Fred Ditz said even in the day after the incident, his son had trouble talking, including the day Tammy Seaburn came to Fred Ditz’s house to get her daughter’s stuff. (Katrina Seaburn was staying at Fred Ditz’s place with Damien Ditz at the time of the shooting.)

He said when Tammy Seaburn tried to talk to Damien, Damien wasn’t able to respond. He also said that he was able to get Damien to tell him where Katrina’s stuff was so he could pack it up for Tammy Seaburn; however, he was only able to do that after some prodding.

When Bishop interviewed Beary, who Ditz and Seaburn had gone rabbit hunting with two days prior to Seaburn’s death and who had eaten wings with the couple the day before her death, he asked Beary how the couple’s relationship seemed.

“Did you notice anything off between them (on February 27, 2017),” Bishop asked.

“No,” Beary replied.

“Did they seem to be getting along,” Bishop followed.

“Yes,” Beary said.

Beary went on to say he had never “seen anything between the two (Ditz and Seaburn) of them.”

Bishop then brought Beichner to the stand.

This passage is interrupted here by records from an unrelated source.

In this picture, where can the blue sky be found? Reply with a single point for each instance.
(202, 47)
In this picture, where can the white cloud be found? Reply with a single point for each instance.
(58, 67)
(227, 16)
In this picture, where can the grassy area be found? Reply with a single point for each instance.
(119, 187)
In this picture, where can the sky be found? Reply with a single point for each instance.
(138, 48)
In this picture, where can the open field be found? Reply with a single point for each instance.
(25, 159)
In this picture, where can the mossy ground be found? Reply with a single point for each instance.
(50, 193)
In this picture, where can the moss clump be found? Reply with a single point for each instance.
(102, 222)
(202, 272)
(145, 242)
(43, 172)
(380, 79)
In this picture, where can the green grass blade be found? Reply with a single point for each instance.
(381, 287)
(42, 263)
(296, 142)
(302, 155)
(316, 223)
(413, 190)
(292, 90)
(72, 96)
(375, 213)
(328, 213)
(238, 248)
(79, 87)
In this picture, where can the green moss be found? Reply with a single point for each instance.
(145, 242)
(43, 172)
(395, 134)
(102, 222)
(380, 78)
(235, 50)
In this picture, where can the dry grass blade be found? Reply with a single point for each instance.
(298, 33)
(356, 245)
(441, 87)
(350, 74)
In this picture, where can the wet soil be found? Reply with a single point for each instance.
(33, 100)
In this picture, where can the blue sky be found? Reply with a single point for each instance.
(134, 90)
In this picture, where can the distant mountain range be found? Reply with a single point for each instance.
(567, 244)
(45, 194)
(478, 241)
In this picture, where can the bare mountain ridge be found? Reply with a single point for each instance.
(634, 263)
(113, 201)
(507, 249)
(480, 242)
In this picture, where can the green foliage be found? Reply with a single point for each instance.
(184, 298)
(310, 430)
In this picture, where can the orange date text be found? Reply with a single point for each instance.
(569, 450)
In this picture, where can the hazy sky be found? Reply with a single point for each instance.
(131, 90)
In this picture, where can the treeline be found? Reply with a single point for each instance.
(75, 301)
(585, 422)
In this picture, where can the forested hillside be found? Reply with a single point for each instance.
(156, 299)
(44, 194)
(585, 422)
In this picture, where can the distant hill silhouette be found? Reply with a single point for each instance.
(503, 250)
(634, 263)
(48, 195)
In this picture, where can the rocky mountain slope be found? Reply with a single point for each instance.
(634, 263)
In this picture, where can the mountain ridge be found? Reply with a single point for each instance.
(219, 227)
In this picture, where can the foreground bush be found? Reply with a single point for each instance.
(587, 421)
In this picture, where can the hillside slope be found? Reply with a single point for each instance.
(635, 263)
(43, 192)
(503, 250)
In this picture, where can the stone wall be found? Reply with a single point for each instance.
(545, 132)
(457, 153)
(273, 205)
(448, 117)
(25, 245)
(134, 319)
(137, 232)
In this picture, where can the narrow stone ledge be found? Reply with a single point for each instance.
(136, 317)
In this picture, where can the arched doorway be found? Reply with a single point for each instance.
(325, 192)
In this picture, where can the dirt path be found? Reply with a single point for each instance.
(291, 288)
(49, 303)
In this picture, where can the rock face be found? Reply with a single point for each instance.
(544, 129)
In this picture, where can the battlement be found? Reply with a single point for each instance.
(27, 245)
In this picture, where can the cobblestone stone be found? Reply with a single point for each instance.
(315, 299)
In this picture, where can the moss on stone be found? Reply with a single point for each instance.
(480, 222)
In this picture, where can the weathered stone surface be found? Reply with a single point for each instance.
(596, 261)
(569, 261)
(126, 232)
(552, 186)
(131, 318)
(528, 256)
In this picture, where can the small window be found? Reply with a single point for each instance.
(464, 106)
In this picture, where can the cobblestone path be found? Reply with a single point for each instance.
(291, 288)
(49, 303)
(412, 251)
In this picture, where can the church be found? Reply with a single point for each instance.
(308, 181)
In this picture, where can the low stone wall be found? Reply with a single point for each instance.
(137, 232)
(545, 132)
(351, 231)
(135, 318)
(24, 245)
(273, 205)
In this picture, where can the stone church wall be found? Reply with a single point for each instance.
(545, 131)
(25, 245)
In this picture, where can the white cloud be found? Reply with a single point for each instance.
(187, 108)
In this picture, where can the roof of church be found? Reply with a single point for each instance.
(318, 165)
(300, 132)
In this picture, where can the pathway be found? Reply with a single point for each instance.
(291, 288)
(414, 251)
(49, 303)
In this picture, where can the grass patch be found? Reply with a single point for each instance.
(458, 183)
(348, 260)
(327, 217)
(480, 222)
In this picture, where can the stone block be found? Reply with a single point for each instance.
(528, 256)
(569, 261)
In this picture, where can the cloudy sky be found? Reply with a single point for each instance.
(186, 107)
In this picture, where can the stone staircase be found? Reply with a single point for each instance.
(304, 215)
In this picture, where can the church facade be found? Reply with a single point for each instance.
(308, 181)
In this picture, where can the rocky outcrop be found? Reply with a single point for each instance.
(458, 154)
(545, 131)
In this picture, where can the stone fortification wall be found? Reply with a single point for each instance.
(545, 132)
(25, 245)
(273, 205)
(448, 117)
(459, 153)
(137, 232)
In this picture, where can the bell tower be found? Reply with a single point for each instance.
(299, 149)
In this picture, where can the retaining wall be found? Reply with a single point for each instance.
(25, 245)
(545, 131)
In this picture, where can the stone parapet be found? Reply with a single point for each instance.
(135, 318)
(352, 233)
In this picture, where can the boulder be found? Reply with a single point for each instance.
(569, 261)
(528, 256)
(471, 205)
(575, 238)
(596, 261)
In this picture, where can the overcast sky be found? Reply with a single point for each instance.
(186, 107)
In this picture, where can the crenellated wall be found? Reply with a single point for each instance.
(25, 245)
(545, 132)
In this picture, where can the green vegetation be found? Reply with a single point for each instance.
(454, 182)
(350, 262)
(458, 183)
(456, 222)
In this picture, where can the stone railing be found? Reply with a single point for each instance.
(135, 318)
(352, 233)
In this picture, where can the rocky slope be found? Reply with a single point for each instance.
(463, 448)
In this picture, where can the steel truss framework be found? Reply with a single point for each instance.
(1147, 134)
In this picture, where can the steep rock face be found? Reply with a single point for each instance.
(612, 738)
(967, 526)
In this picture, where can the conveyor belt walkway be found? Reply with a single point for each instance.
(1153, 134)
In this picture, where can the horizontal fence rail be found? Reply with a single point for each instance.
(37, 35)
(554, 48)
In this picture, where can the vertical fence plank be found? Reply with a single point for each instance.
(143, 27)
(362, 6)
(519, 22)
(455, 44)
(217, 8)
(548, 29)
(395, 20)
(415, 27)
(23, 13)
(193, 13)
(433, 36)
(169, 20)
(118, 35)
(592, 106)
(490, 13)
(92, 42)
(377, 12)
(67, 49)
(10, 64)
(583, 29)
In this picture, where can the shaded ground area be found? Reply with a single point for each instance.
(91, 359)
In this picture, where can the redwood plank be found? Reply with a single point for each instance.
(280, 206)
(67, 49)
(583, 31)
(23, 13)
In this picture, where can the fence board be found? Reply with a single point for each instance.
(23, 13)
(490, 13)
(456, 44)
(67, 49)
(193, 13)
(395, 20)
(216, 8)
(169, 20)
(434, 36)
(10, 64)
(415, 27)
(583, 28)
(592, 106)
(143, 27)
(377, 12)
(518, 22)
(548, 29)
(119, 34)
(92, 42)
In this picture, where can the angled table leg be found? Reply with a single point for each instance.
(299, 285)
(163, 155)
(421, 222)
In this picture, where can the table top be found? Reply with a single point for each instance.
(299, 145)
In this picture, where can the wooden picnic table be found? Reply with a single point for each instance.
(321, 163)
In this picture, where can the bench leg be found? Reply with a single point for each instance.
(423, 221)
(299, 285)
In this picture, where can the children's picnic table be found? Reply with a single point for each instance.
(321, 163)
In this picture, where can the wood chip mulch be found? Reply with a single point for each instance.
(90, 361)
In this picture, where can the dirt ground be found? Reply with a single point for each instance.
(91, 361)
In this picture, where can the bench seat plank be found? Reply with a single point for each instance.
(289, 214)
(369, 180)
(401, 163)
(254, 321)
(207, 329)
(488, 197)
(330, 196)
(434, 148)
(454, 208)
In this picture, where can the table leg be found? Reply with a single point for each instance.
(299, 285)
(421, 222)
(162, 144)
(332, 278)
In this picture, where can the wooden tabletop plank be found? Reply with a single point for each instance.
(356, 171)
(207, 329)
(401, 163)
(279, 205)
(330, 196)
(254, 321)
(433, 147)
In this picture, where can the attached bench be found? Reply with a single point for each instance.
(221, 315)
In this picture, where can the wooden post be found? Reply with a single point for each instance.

Beichner, Beichner’s girlfriend, Ditz, and Seaburn had all gone fishing the night of February 28, 2017, in Pymatuning, Pa.

Bishop asked Beichner if the couple was getting along okay.

“Yes, as far as I could tell, they were getting along fine,” Beichner said.

Aaron cross-examined Beichner and noted that Beichner hadn’t been in the car on the way to Pymatuning with Ditz and Seaburn, and therefore, couldn’t know if they were fighting on the way up.

Bishop then asked Beichner if it seemed like the two had been in a fight when they got out of the car.

“No,” Beichner said.

In a short questioning of Boyer, Bishop asked if Ditz was known to be a violent person.

“He was a non-violent person,” Boyer responded.

In questioning of McHenry, Bishop asked if Ditz was respectful.

“He was always very respectful,” McHenry said. “I never seen him angry. At work, he was non-violent. He was a quiet fellow.”

Bishop also asked many of the witnesses if Ditz had ever had money issues, and not one of them was able to testify that he had.

Rebecca Hoffman, the aunt, said she had told Ditz that if he ever needed anything she would make sure he had it.

“At times, I just gave him money,” Rebecca Hoffman said.

Rebecca Hoffman said she had even lent money to Seaburn on one occasion.

“I think it was $150.00,” Hoffman said. “She told me she would pay me back, and she did.”

Fred Ditz said he would lend his son money when he could, and that his son had seasonal employment.


Closing arguments and the charging of the jury will occur Friday, December 7, starting at 9:00 a.m.